The drill was sharp. The drill was cold. The drill was piercing into my skin, dropping blots of black ink all over. I clenched my fist in an attempt to subdue the agony I was feeling. It hurts.

“How much longer?” I asked.


Suddenly, the drilling stopped. The tattooist removed his glasses and stood up. Black ripped jeans and a wine stained collar shirt were the only articles of clothing covering his tatted up body. His neck was covered, his forearms were covered, even the back of his ear had a turtle imprinted on it. Maybe he’s really fond of turtles? A certain area captured my attention, and soon enough, it captured my leer as well. He had a tattoo of a pier running down his right forearm through to his wrist. Nothing crazy about a pier or anything, just that this pier? I could’ve sworn it moved. But then again, I could just be seeing things from all the pain I’ve endured in what feels like an eternity.

 

               “So just sit tight, alright?” The tattooist said frankly.

 

“Sorry I didn’t catch that. Could you repeat it?”

The tattooist sighed loud enough for me to comprehend that he was just about sick of my shit.

               “I said, we’ve only been here for like five minutes. This will be a four to five hour session, so just sit tight and let me know if the pain becomes too unbearable. Alright?”

 

I nodded in silence. Mostly because I was embarrassed. The drilling continued and I was left with my thoughts. How did I get here? A friend of mine was egging me on to get a tattoo despite my constant berating on a single topic: I fucking hate needles. Plus, tattoos are permanent.
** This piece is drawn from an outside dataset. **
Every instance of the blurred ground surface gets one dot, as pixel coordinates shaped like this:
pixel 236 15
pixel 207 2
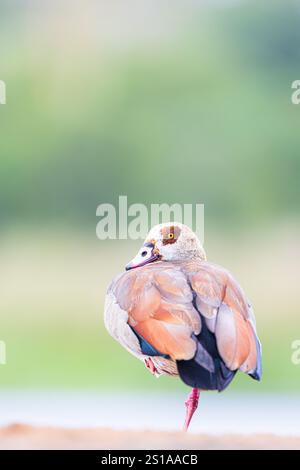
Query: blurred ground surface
pixel 27 437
How could I possibly come up with a good idea for a tattoo when I can’t even make up my mind on a relatively simple decision: Do you wanna move in together?

 

***

 

               “Well? Do you wanna move in together?” Dee asked.


“It’s not that simple.” I said.

               “What’s so complicated about it? It’s a simple yes or no question.”
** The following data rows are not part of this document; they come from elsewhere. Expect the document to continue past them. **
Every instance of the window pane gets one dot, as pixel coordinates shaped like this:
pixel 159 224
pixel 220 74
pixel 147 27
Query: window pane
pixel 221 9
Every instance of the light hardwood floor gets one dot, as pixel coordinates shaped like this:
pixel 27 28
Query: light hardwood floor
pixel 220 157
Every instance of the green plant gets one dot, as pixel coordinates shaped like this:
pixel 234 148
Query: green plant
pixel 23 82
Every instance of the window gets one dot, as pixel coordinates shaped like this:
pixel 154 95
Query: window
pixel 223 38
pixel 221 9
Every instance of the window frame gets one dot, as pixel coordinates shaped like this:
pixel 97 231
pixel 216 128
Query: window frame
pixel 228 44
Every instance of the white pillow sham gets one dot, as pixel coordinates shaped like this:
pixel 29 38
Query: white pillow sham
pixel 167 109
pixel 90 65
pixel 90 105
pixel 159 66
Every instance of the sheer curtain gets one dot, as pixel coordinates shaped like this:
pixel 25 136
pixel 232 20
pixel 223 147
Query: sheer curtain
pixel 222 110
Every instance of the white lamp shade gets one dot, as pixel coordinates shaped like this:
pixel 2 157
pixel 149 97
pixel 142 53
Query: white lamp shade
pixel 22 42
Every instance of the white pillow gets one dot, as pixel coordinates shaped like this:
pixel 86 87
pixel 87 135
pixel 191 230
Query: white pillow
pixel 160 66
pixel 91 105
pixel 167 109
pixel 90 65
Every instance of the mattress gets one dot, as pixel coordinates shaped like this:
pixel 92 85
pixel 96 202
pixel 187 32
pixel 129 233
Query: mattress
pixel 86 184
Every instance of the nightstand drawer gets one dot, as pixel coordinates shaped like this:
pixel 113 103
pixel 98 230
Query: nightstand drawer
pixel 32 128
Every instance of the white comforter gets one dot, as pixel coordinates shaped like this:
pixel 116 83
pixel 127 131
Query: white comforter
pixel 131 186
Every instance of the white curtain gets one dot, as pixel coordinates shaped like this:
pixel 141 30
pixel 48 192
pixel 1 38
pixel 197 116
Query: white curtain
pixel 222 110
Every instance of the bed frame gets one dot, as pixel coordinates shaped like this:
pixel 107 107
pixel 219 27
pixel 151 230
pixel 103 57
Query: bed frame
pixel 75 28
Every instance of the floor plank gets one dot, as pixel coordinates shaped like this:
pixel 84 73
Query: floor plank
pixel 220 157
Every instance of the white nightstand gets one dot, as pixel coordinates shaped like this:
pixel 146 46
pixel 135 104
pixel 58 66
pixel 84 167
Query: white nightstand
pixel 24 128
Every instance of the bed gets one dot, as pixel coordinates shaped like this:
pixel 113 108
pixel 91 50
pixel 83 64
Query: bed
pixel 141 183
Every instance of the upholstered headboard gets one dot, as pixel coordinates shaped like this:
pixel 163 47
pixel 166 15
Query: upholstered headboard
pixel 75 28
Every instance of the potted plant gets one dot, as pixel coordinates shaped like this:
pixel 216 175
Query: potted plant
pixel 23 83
“It’s just a big step you know. I haven’t even run it by my parents yet.”


               “Babe, you’re like 26-years-old. You’re a grown ass man. You can make your own decisions. Is it me?”

“Of course not! It’s not you, at all. It’s just a big commitment you know. It’s just so… permanent. There’s no going back. I just need some time to think about it.” I said.

Dee just nodded and grabbed my hand. I found myself a good one. Dee was strong-willed, she was determined and calculating, but endearing and kind all at the same time. She was too good for me, I know. The only person who didn’t know was Dee. We’d been dating for the last four years so this relatively simple question of hers was actually meant to be met with a relatively simple answer: Yes I will move in with you. So why couldn’t I say it?

 

               “So what do you wanna do tonight?” Dee smiled.


“Let’s do our first date again! How fun would that be?” I said.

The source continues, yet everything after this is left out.